This is an project for final project submission of the DataTalksClub MLOps ZoomCamp 2024.
So given the informations from the different sensors found in an smoke detector can we come up with an machine learning model which can monitor the sensor's data and predict when the smoke alarm should detect smoke.
- initial experiment notebook
- setup environment(using pipenv)
- making scripts for training
- setup pre-commit hooks
- add Makefile
- using terraform for provisioning the cloud infrastructure(s3 bucket) involved in this project
- add persistence for localstack and postgresql containers
- using mlflow to track the training experiments and for Model Registry
- using workflow orchestrator(Prefect) to manage the training pipeline
- model deployment
- model monitoring
- write unit tests
- write integration tests
- add github action to run unit tests
- add github action to run integration tests
- It is recommended for windows users to run every command specified below in git bash.
- Always run
pipenv shell
to activate the pipenv environment in a new terminal before running any of the below commands
- install python 3.11.4 if not installed or install pyenv
- install docker if not installed
- install terraform if not installed
- install make if not installed
make install
make install
pre-commit install
I am using tflocal which is an wrapper for terraform which allows us to run terraform locally with localstack.
Note:- the localstack official docker image provides persistence only in pro version so instead of using it I am using this different localstack image which supports presistence for free. https://hub.docker.com/r/gresau/localstack-persist
This command is used to start an localstack container and initialize an s3 bucket as specified in terraform.
make create-infra
Note:- this command also runs the make create-infra
command internally so use can directly run this.
make start-services
it starts postgresql, mlflow, prefect and evidently services.
- postgresql: http://localhost:5432/
- mlflow: http://localhost:5000/
- prefect: http://localhost:4200/
- evidently: http://localhost:3000/
I have used prefect
instead of Mage
as it seems more reliable to me.
In prefect we use task
and flow
in place of block
and pipeline
in mage.
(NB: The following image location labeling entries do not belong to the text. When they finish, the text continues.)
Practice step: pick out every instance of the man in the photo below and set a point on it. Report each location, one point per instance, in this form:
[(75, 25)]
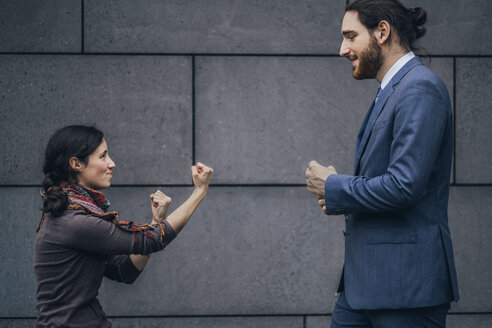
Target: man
[(399, 266)]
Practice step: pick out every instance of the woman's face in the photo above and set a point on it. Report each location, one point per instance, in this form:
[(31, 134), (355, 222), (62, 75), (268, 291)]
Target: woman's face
[(97, 173)]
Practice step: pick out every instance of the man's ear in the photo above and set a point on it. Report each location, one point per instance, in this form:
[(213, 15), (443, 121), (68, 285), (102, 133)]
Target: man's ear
[(382, 32), (75, 164)]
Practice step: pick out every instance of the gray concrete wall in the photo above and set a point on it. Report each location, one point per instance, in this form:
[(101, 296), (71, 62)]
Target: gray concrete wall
[(255, 89)]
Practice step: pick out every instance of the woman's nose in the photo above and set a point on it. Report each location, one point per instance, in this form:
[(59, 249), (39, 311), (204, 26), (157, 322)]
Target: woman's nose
[(111, 164)]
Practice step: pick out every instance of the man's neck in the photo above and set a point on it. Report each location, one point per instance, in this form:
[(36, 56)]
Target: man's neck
[(389, 60)]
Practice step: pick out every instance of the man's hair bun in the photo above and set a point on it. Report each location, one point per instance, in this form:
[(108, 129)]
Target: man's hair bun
[(419, 18)]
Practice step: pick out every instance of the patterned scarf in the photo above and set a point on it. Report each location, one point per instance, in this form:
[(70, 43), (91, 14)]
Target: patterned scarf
[(94, 202)]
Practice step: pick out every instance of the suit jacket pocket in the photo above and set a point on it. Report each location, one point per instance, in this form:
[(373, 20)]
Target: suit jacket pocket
[(393, 235)]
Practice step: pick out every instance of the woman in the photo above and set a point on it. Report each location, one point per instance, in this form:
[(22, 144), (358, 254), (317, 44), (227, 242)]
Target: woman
[(79, 241)]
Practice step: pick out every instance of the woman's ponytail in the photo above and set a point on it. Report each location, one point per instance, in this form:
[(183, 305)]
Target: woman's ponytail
[(71, 141), (55, 200)]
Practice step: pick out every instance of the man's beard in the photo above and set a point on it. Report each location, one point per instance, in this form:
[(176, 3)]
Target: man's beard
[(370, 62)]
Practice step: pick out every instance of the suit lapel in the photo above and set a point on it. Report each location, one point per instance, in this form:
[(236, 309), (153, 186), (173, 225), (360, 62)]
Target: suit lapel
[(378, 107)]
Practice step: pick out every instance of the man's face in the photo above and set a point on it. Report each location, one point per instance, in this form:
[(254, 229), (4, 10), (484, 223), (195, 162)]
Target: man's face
[(360, 47)]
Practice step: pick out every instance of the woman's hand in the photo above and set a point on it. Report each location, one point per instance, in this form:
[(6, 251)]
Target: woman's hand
[(159, 203), (201, 176)]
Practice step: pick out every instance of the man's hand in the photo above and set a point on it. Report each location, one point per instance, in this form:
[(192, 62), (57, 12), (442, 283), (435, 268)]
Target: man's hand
[(316, 175)]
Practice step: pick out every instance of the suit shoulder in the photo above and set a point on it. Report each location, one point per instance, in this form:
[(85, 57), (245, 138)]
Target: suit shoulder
[(422, 74)]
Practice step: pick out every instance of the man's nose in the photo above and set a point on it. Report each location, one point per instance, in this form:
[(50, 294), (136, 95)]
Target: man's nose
[(344, 50)]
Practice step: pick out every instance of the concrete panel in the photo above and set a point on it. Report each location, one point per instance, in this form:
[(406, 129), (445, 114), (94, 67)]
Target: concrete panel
[(247, 250), (473, 120), (469, 321), (318, 322), (214, 26), (17, 323), (215, 322), (261, 119), (141, 103), (41, 26), (456, 27), (470, 221), (17, 237)]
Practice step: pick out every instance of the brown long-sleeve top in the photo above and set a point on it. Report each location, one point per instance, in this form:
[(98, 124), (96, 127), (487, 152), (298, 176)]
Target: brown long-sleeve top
[(72, 254)]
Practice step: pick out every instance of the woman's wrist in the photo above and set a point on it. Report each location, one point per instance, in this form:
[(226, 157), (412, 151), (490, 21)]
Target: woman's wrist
[(200, 191), (156, 221)]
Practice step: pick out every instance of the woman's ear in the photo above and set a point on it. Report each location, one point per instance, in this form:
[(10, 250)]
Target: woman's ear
[(75, 164)]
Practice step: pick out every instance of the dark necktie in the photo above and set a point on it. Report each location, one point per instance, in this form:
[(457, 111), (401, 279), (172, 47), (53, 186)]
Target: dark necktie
[(377, 95)]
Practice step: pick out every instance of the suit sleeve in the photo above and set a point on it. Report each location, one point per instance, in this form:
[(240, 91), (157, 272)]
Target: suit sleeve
[(419, 125)]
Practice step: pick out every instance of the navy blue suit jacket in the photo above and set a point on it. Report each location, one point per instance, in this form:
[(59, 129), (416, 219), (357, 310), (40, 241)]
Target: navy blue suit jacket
[(398, 251)]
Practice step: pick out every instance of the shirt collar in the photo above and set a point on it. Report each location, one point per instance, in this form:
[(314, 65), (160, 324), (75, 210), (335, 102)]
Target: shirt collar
[(395, 68)]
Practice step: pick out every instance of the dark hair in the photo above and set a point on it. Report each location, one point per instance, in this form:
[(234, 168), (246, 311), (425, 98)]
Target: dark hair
[(408, 22), (71, 141)]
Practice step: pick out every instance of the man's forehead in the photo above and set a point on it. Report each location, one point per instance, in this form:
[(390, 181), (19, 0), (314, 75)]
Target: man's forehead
[(351, 23)]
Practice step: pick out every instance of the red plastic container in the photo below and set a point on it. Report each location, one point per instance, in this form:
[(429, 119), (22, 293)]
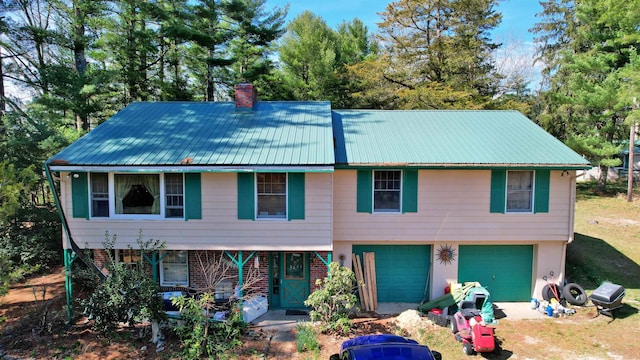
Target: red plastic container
[(483, 340)]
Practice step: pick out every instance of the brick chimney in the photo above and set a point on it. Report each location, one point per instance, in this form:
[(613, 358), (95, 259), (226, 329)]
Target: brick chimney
[(246, 96)]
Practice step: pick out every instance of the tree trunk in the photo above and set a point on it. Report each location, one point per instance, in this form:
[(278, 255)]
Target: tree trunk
[(80, 60), (211, 86), (2, 101), (602, 179)]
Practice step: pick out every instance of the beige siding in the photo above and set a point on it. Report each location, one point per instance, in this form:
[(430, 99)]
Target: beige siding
[(220, 227), (453, 205)]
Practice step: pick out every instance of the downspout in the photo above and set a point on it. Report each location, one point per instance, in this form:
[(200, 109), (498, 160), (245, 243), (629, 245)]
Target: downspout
[(69, 256), (572, 207), (572, 214)]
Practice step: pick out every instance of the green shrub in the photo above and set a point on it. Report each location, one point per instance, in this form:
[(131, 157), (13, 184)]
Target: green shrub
[(331, 302), (128, 295), (306, 338), (200, 335)]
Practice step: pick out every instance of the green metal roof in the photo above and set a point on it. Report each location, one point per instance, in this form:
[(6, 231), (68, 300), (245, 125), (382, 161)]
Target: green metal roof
[(207, 134), (448, 138)]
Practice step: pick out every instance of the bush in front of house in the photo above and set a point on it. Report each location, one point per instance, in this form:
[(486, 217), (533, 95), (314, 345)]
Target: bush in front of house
[(128, 294), (331, 303), (201, 336)]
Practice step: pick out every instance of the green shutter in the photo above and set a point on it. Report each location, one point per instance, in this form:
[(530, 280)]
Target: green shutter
[(192, 196), (498, 190), (365, 188), (80, 195), (410, 191), (296, 196), (246, 196), (541, 195)]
And we need to deploy flow
so that we can run them on a schedule.
prefect deploy --all
we have made up an local process work pool which we are gonna use to run our deployments on, but before we run a deployment we will need to start an worker for our work pool local-pool
on a new terminal (always run pipenv shell before anything).
make local-work-pool-worker
open http://localhost:4200/deployments and run deployments. Also you can see the progress of the run on prefect dashboard.
the list of deployed flows :-
-
simple_model_training
: it is used to train a single model with the given numeric_cols. -
simple-model-feature-selection-search
: it is used to train multiple models using different set of features to compare which set of features gives us the best models, all the experiments are tracked and logged with mlflow so you can check their correponding runs on mlflow. -
model-evaluation
: it is used to evaluate an model registered by mlflow, so before running this you need to register the models usingsrc/mlflow_register_model.py
script.
This script is used to register all the best model which have an validation accuracy more than 77%. Also it doesn't registers the same run model twice even if you run this script twice.
python -m src.mlflow_register_model
I am using flask to serve the model, which is downloaded from the model registry of mlflow. Model version is configurable via MLFLOW_MODEL_VERSION
environment variable.
you can set the model version before running the deployment scripts, example :-
export MLFLOW_MODEL_VERSION="1"
make dev-deploy
Note:- this expects the Pipfile.lock file to be present in the root dir of the project so either run pipenv lock
to generate it or run make install
to install the dependencies and also generate the Pipfile.lock file.
make deploy
you can access the deployment website on http://localhost:8080/ in both the cases.
Open the url http://localhost:8080/ and there you can play with the model. or access it by doing an POST request to the endpoint http://localhost:8080/predict/ which expects json data as list of features of each example we want prediction for and returns an list of values either 0 or 1 where 1 means smoke is detected and 0 means no smoke is detected.
POST request to:
http://localhost:8080/predict/
with json payload :-
[
{
"Humidity[%]": 30,
"Temperature[C]": 20,
"eCO2[ppm]": 12
},
{
"Temperature[C]": 40,
"Humidity[%]": 100,
"eCO2[ppm]": 60
},
]
Json response :-
[0, 1]
make test
Note:- this expects the Pipfile.lock file to be present in the root dir of the project so either run pipenv lock
to generate it or run make install
to install the dependencies and also generate the Pipfile.lock file.
make integration-test
docker compose down
docker compose down {services names space seperated}
example to remove localstack and postgres containers:-
docker compose down localstack db
I have also push one container to docker hub you can check it out.
docker run --name smoke-detector -p 8080:8080 -e LOG_TO_DB_FLAG=false --rm -it anujpanthri/smoke-detector
docker run --name smoke-detector -p 8080:8080 -e LOG_TO_DB_FLAG=false -d anujpanthri/smoke-detector
docker stop smoke-detector
docker rm smoke-detector
docker rm smoke-detector --force